So, Angel, unfortunately, did not make it. Her death is not really a shock, I suppose. Chickens are fragile creatures.
A couple of years back, I remember a man and his son stopped at the farm. Frantic.
“Do you know anything about chickens?” The father had pleaded. “We bought a bunch, and they are dying.” He opened his trunk to reveal about fifty chicks, half of which were dead. I watched as each minute a chick would stop and die. I had no answer for him then, and I have no answer now.
Things get sick.
“It’s O.K.” Kitt said when I told her about Angel.
Her reaction is also not shocking. As we live on a farm, death is a natural part of the landscape. Last year’s pig? She’s in the freezer. That steer you named? The steak you ate for dinner.
I am not sure, however, of what her actual four-year-old concept of death is. Honestly, I am not even sure what my forty-one-year-old concept of death is. Most days, I believe that we are so much more than these suits of flesh that connect us to this plane. Others, I wonder if death is the end. If that last breath we take is our last connection to anything.
“I could never live on a farm,” my mother told me as she tried to nurse the chicken back to health. “All of these animals have little souls. I don’t know how you do it.”

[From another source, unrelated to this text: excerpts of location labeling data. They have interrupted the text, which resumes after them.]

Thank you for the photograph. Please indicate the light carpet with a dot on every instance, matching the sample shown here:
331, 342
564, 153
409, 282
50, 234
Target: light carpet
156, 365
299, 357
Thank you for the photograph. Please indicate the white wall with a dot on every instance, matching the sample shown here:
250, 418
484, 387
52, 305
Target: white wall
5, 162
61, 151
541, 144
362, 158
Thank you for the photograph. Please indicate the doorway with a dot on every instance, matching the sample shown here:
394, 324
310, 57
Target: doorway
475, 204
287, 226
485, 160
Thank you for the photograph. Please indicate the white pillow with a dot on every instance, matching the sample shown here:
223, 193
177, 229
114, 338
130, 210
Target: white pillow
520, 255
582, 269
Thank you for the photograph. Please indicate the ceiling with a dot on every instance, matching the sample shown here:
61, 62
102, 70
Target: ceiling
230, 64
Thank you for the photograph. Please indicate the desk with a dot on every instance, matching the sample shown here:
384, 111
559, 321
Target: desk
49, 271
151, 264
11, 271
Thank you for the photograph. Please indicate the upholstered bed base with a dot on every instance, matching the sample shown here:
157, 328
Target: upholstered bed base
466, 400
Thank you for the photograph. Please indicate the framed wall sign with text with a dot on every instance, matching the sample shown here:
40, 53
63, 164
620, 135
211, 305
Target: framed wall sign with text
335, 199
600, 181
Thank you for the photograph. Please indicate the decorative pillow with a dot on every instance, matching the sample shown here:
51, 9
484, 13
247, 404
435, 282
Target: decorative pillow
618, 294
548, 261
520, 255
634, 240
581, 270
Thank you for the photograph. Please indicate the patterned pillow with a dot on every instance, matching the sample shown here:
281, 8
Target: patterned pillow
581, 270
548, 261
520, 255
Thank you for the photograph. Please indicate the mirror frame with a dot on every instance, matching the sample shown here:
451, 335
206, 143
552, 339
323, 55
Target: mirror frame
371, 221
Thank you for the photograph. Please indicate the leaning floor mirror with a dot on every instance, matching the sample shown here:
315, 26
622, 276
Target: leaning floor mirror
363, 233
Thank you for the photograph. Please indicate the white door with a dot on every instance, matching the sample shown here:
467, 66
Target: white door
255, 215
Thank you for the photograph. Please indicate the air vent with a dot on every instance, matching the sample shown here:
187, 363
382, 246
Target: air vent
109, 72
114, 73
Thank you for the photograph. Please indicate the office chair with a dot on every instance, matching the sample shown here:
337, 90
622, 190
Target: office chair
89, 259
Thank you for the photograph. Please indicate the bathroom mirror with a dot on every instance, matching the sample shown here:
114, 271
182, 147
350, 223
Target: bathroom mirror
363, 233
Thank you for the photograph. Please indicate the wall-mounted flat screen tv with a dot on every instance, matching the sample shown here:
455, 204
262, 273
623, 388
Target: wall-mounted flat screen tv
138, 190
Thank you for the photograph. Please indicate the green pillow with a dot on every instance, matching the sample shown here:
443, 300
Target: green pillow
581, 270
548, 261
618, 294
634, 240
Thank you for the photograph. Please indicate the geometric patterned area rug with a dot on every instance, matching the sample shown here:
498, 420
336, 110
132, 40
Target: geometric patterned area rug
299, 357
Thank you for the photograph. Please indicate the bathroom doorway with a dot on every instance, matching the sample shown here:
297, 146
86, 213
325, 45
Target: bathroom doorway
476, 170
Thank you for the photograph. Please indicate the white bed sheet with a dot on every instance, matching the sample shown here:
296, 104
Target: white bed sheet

I have thought a lot about this living on the farm. I think about it when I watch our herd leave an older cow to babysit while the rest go to graze. I think about it when I look into the lamb’s eyes as I feed him hay and pet him. I think about it when I have to knee one of our bucket fed calves back because she thinks my vagina is food.
And then I think of Kitt.
I am jealous of her, really. My first taste of death came the summer after my 7th grade year when a classmate was killed in a car accident. Having been at our camp on Moosehead Lake for the week, I had been incomminucado. I learned about her death only after the funeral. I spent the next week or so expecting everyone I knew to die. If death could happen to her, it could happen to anyone, at any time. I started imagining the horrific demises of all of my loved ones. My father died being electrocuted while trying to fix a paper machine in the mill. My mother died driving home a little too fast on the highway. My sister died crossing the street. Everyone I looked at faded, and I was left with how each would leave me.
Kitt will realize, as she grows, that we all live. We all serve our purpose. And we all die. This idea will become a thread woven into her concept of life, as it is an integral part of my husband’s concept. While he and I may disagree about what happens after this life, I have to admire him for how he lives this one.
I told Kitt this morning that it is time to let the other chickens out of the coop, as they were big enough to start grazing. “Maybe we can get a cat cage so that the cats won’t kill the chickens,” she said. “We can put food and water in it so that they will be all right, too.”
Today I realize that we are all as fragile as that young hen we lost, and while some days force us to realize that death just happens, others have us holding it back in a small wire cage. Leaving it food and water, of course, because we wouldn’t want it to have to look elsewhere to be fed.